Wednesday, November 30, 2005

Pseudo blog called "not traditional"

Pseudo blog
called "not traditional"

For the blogosphere, this battle is still being waged: Fictional Character Blogs vs. Appropriate Spokesperson Blogs.

I feel a Fictional Character, complete with false adventures, spurious opinions, and imaginary dedication, is the wrong spokesperson for the vast majority of businesses.

The most powerful representative is the CEO, Founder, or President.

Blog readers wish to contact and interact with real people. Think of the negative reaction to automated voice mail "press 1 for this", "press 2 for that" = customer alienation.

A real user or inventor of a product has high credibility.

The fact that no customers have complained is not sufficient justification for a marketing ploy.

Most disgruntled customers don't bother to benefit the offending company with commentary. They simply abandon them and switch to a deserving competitor.

Proof that a strategy works is not investment in it by concerned parties, nor lack of customer complaint.

The issue, the fuss is about the core values of blogging, real passion and real authenticity of real humans.

Blogs enable two-way conversations with real people, working together for a common goal: user satisfaction and company profit.

To dismiss sincere bloggers who have legitimate and carefully considered opinions about Fictional Character blogs as "traditional bloggers" is ridiculous.

Take a strong, firm stand for a core value of blogging, and you are labeled "vicious", "hateful", "trashing", and worst of all, "traditional".

Friends, beware the anti-blog bloggers who seek to advance dysfunctional blog methodologies in the name of "creativity" or "innovation". Look closely to see if there is self-justification in the name of lucrative consulting deals.

To give a client exactly what they want, then anoint it as blogologically correct is a disservice to the client and to the blogosphere.

[signed] Steven Streight aka Vaspers the Grate



SB said...

I understand where you're coming from, and because I come from a public relations rather than an advertising background, I share your belief in personal blogs from real people.

However, I do not set myself up as the arbiter or judge of others who wish to try something different. If you don't like the blog, don't go to it.
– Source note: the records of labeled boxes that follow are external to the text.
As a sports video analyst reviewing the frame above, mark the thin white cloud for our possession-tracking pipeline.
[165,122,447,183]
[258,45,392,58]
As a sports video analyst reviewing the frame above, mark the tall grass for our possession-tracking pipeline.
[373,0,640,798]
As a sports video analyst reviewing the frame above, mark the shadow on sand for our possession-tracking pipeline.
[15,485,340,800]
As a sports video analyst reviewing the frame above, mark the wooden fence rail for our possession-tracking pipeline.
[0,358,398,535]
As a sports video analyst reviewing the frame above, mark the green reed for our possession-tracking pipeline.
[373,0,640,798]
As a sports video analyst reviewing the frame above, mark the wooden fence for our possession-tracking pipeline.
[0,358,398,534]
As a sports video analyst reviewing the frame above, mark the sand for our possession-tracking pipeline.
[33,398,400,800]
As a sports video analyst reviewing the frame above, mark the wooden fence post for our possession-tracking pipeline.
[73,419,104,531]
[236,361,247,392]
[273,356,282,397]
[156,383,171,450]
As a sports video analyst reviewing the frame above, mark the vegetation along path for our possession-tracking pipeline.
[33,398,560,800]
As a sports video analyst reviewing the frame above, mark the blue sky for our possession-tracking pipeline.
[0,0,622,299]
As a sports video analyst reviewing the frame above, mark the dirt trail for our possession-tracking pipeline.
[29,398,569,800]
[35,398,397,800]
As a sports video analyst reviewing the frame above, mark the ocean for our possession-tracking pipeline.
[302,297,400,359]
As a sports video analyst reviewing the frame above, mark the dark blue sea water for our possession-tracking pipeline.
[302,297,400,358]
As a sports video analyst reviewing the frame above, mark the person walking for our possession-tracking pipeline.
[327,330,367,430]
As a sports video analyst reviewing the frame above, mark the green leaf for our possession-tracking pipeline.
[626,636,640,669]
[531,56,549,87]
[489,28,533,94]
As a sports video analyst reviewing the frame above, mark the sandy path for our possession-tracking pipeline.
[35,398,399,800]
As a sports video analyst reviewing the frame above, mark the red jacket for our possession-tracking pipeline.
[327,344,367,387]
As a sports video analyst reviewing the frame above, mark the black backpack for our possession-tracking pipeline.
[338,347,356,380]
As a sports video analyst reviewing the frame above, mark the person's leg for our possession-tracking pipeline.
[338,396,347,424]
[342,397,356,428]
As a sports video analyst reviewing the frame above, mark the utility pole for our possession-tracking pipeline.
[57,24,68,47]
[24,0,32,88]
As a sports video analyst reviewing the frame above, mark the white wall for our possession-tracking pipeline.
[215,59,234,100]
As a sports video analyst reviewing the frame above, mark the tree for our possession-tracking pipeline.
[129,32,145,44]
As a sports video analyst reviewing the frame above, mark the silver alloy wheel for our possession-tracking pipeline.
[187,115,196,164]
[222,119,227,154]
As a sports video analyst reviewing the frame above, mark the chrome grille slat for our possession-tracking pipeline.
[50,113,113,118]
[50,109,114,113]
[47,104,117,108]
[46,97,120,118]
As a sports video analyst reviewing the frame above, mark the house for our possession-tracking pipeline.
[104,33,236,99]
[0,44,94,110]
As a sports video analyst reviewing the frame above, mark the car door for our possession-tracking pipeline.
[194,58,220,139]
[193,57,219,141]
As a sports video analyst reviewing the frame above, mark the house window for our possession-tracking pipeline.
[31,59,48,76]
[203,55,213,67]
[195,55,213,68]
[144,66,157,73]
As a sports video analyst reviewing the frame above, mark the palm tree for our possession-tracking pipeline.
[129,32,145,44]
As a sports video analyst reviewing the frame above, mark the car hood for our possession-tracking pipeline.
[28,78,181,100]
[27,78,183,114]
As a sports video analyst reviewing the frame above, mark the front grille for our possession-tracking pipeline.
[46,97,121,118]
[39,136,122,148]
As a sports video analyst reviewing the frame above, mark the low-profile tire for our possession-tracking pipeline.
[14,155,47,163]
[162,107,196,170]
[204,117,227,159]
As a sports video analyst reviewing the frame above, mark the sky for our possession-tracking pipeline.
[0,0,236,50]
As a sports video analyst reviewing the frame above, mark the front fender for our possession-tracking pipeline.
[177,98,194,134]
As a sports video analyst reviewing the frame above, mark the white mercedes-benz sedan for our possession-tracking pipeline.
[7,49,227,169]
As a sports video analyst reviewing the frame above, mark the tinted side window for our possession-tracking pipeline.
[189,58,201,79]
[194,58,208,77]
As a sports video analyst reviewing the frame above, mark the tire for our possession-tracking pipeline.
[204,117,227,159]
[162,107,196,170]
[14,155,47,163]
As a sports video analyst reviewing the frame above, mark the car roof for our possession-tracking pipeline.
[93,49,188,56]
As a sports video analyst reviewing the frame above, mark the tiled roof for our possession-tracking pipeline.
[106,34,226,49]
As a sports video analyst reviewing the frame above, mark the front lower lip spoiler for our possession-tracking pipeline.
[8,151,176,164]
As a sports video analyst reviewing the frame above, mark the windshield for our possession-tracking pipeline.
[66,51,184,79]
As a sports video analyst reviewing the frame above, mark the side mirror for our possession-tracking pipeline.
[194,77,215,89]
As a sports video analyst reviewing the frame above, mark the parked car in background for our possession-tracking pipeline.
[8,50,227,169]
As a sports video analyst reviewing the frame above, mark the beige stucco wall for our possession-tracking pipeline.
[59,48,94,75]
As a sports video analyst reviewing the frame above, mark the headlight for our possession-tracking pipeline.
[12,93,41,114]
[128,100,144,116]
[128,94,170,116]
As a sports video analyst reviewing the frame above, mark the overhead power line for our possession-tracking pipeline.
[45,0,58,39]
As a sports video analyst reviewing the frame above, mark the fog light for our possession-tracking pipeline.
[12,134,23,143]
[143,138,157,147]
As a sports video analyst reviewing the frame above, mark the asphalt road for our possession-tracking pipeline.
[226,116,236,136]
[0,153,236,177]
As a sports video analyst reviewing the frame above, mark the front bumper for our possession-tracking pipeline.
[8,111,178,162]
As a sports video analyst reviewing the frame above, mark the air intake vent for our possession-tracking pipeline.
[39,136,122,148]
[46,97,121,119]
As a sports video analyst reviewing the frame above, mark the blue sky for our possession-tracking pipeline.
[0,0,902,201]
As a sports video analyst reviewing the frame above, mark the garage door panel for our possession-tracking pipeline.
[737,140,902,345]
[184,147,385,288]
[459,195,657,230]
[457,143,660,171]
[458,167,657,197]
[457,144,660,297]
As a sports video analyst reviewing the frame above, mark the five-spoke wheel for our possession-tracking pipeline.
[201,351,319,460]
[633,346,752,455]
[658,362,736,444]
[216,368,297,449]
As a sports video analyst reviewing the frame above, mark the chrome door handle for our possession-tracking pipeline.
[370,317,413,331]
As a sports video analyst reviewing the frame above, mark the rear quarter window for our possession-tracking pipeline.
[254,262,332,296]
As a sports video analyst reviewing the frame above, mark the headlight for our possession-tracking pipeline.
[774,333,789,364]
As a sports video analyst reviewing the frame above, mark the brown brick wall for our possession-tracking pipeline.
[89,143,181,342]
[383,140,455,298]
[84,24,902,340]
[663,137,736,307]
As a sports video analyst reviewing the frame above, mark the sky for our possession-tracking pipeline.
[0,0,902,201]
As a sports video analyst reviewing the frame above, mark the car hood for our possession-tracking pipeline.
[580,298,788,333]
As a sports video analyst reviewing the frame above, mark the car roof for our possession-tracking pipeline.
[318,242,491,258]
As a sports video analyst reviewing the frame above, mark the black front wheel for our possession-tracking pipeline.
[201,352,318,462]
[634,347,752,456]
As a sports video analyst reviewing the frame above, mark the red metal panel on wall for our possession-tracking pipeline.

That's how it works.

steven edward streight said...

Thanks for your input, SB.

I do set myself up as a judge of blogological manifestations, to guide those who want to blog effectively.

Thus, I provide blog consulting and I articulate principles based on marketing expertise, web usability studies, and customer psychology.

Not going to a blog is one action.

To warn others that a certain practice violates blog best practices and customer loyalty initiatives is another action, the one I choose.

If they can present a strong case of facts, statistics, proving that their Character Blogs do generate trackable results for the client, I will have to re-think my objections on those grouds.

But the fact that a blog author could be fake, not who you think it is, or is fictional, this has a detrimental effect on user expectations of credibility of the blogosphere as a whole.

There may be other ways of viewing this, and let each one be persuaded in his or her own mind, and may the best strategy prevail, so our clients may reap the benefits of blogs.

Kami Huyse, APR said...

I personally don't think that these "fictional" character blogs work. In fact, there is ample evidence that they don't. The blogesphere is litered with these failures.

We have been kicking around the idea of PR serving as ombudsman for customers in business blogs.

steven edward streight said...

Kami: I must say again that a Fictional Character CAN work, IF it's a branded character that is relevant to the product or company.

Barnie, Ronald McDonald, Pillsbury Doughboy (name?), Bart Simpson could MAYBE have a successful blog, but it would in most cases appeal to young people, children, teens. Nothing wrong with that concept.

But for a company to think they can just invent a character, and attribute falsehoods, phoney adventures, pretend passion to it is absurd.

Not all my marketing ideas have been golden. So this opinion of mine is not meant to mock, disparage, or be hateful to anyone involved in consulting clients to have an FC blog.

But I do believe that, in the vast majority of cases, Customers Want To Interact With Real Company Reps.

I will continue to provide this as one major proof: how we all hate those automated telemarketing recorded messages, and even worse, the alleged "customer service" centers of corporations, that are obviously, without being xenophobic, offshore outsourced or automated completely.

Completely automated service can also be appropriate and user friendly, but generally it's a bad idea.

CEOs with bloated compensation packages, then trying to save a few pennies by automating the most important aspect of any organization: customer service. Bah!